Des déserts où l’on collecte l’eau de l’air aux installations industrielles piégeant le dioxyde de carbone, ces matériaux sur mesure montrent comment la chimie fondamentale peut transformer radicalement notre rapport au monde physique.
Une révolution architecturale à l’échelle moléculaire
Les réseaux métallo-organiques, plus connus sous l’acronyme anglais MOF (metal-organic frameworks), représentent une rupture dans la conception des matériaux. Leur principe repose sur l’assemblage d’ions métalliques qui serve de pierres angulaires, reliés entre eux par de longues molécules organiques à base de carbone. Leur combinaison génère des cristaux comportant d’immenses cavités à l’échelle moléculaire, véritables chambres où peuvent circuler gaz et autres substances chimiques.

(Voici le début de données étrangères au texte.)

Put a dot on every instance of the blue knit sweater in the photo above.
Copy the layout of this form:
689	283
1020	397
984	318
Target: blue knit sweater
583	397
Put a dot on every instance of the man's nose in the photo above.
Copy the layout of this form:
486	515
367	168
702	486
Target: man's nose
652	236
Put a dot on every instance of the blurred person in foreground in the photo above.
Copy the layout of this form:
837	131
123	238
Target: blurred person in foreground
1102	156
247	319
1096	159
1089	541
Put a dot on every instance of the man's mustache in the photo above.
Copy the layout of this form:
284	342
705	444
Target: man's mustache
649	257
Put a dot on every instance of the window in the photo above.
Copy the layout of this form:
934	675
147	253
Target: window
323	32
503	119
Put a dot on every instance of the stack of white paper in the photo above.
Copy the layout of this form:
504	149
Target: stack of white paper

La force de cette approche réside dans sa modularité. Ainsi, en variant les briques élémentaires utilisées, les chimistes peuvent concevoir des MOF adaptés à la capture et au stockage de substances spécifiques. Certaines versions conduisent même l’électricité ou accélèrent des réactions chimiques particulières. Comme le souligne le communiqué du Comité Nobel, « les réseaux métallo-organiques possèdent un potentiel énorme, offrant des opportunités jusqu’alors insoupçonnées pour des matériaux sur mesure dotés de nouvelles fonctions » .
Une genèse marquée par l’audace et la persévérance
L’histoire commence en 1989, lorsque Richard Robson, de l’Université de Melbourne, explore une utilisation novatrice des propriétés inhérentes des atomes. En combinant des ions cuivre chargés positivement avec une molécule à quatre bras ( chaque extrémité attirant les ions cuivre ), il parvient à former un cristal ordonné et spacieux, comparable à un diamant criblé de cavités innombrables.

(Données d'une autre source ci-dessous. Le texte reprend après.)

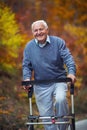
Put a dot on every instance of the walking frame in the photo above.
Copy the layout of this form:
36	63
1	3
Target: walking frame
37	120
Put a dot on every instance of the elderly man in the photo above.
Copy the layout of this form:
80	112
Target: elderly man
47	56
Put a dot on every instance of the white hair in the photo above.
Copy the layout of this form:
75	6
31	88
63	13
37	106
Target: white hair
39	21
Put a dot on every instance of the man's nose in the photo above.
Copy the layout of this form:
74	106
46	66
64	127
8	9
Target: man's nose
38	31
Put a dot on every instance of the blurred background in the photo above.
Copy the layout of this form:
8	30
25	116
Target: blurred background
66	19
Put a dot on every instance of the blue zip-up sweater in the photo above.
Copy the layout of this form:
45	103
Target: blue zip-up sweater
48	62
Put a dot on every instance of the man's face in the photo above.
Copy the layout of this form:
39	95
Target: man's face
40	32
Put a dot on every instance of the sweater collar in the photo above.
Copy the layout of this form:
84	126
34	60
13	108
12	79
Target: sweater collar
42	45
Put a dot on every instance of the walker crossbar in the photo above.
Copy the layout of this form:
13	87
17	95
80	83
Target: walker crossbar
38	120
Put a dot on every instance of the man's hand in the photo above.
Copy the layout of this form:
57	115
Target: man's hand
27	88
73	77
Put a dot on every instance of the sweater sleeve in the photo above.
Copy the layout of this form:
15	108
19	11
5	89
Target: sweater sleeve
67	58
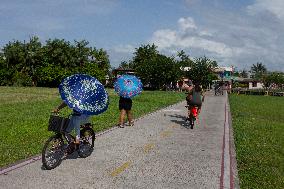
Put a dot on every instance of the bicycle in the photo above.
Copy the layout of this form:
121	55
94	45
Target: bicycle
61	144
192	116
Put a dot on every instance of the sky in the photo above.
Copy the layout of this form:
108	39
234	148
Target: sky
236	33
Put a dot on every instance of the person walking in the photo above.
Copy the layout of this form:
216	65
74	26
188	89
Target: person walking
125	105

R. Robson perçoit immédiatement le potentiel de sa construction moléculaire, mais celle-ci demeure fragile et s’effondre aisément. C’est alors qu’interviennent Susumu Kitagawa, de l’Université de Kyoto, et Omar Yaghi, de l’Université de Californie à Berkeley. Entre 1992 et 2003, travaillant séparément, ils consolident cette méthode de construction par une série de découvertes révolutionnaires. S. Kitagawa démontre que les gaz peuvent entrer et sortir de ces structures, anticipant même la possibilité de créer des MOF flexibles. Yaghi, de son côté, élabore un réseau métallo-organique particulièrement stable et prouve qu’il peut être modifié par conception rationnelle pour lui conférer des propriétés nouvelles et désirables.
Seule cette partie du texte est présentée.